Çim alanların bakımında pratik bilgiler
Önemli miktarda para, emek ve zaman harcayarak bahçenize ektiğiniz çimlerinize doğru bakımı uygularsanız, çimleriniz canlı ve yemyeşil görünümüyle sizin, mahallenizin ve komşularınızın gurur ve keyif kaynağı haline gelebilir.
Çim tohumlarınız çimlenirken toprağı kabartır. İlk biçme işlemini yapmadan önce bu kabaran toprağımızı bir silindir yardımıyla düzleştirmeniz ve bastırmanız gerekir. Bastırma işlemi sırasında kabaran toprak yerine oturur ve çimin kökleri ile toprağın teması sıkılaşır. Çimlerinizin boyu 7-8 cm yüksekliğe geldiğinde 4-5 cm'ye inecek şekilde bıçakları keskin olan makinelerle biçme yapabilirsiniz. Her biçimde biçme yönünü değiştirilmelidir.

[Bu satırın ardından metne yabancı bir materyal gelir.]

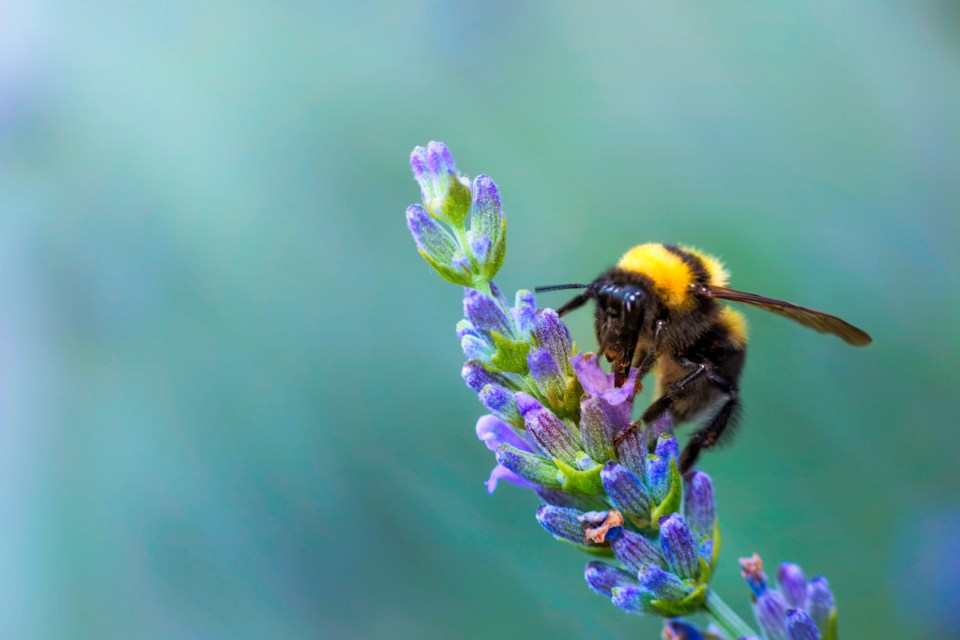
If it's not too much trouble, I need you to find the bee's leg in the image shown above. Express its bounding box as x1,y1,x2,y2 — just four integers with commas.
633,320,667,395
680,372,740,474
614,364,707,442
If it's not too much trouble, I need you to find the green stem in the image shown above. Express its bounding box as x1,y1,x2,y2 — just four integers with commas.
703,589,759,639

Çimler ilkbaharın başında ve sonbaharın sonunda toprak tahlil sonuçlarına göre gübrelenmelidir. Çimler biçildiğinde besinleri de uzaklaştırmış oluruz. Biçtiğimiz her kilogram çim kırpıntısı ile yaklaşık 30 gram azot, 20 gram potasyum ve 10 gram fosfor ortamdan uzaklaştırılmış olur. Bu besinlerin yerine yenisini koyarken yavaş salınım özelliği olan çimler için özel olarak üretilen gübreleri kullanmanızı tavsiye ederim.

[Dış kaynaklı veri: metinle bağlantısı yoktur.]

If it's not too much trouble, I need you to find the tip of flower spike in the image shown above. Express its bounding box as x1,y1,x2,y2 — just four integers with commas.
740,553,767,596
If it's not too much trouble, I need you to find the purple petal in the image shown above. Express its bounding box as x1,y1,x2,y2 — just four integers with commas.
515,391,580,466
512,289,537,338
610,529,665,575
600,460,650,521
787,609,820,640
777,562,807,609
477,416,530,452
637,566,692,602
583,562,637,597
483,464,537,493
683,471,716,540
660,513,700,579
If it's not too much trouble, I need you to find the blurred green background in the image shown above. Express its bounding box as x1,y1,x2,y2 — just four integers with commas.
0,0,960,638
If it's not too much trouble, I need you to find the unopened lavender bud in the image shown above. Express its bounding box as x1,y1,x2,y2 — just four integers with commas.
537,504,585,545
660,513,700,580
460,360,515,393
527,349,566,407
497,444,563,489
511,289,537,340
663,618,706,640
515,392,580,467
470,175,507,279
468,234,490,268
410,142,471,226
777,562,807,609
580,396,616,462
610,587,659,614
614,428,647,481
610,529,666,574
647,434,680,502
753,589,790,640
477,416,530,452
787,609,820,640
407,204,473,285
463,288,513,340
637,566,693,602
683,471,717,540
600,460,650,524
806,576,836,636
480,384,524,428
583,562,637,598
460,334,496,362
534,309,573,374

Çim alanlarında meydana gelen sarılıklar azot veya demir eksikliğinden meydana gelmektedir. Bu konuda uzman kişilerden yardım alınmalıdır. İlk gelişme döneminde bitkiler fazla azota ihtiyaç duymazlar. Kök yapısı güçlü bir çim için fosfor ve potasyum içerikli gübreler kullanmalısınız. Gübreleme yapıldıktan hemen sonra sulama yapılmalıdır. Gübre yanığı genel olarak fazla miktarda gübre kullanıldığında, çimler ıslakken ve ya sıcak havalarda uygulama yapıldığında oluşmaktadır. İçerisinde yüksek tuz konsantresi bulunan gübre granülleri çimin üzerinde kaldığında bitkinin suyunu emer ve bitki hücresindeki su kaybından dolayı ölebilir.
Kışa girerken çimler kısa biçilmelidir. Kısa biçilen çimler baharda da güneşin toprağı daha çabuk ısıtmasını sağlar. Uzun bırakılmış çimlerin kar örtüsü altında kalması çimlerin çürümesine neden olabilir. Don olduğunda bahçede yürümek çime zarar verir. Don alanda yürürseniz donmuş yaprak hücrelerini öldürürsünüz. Don ortadan kalktığında ayak izleriniz çim üzerinde siyah veya kahverengi lekeler halinde görülebilir.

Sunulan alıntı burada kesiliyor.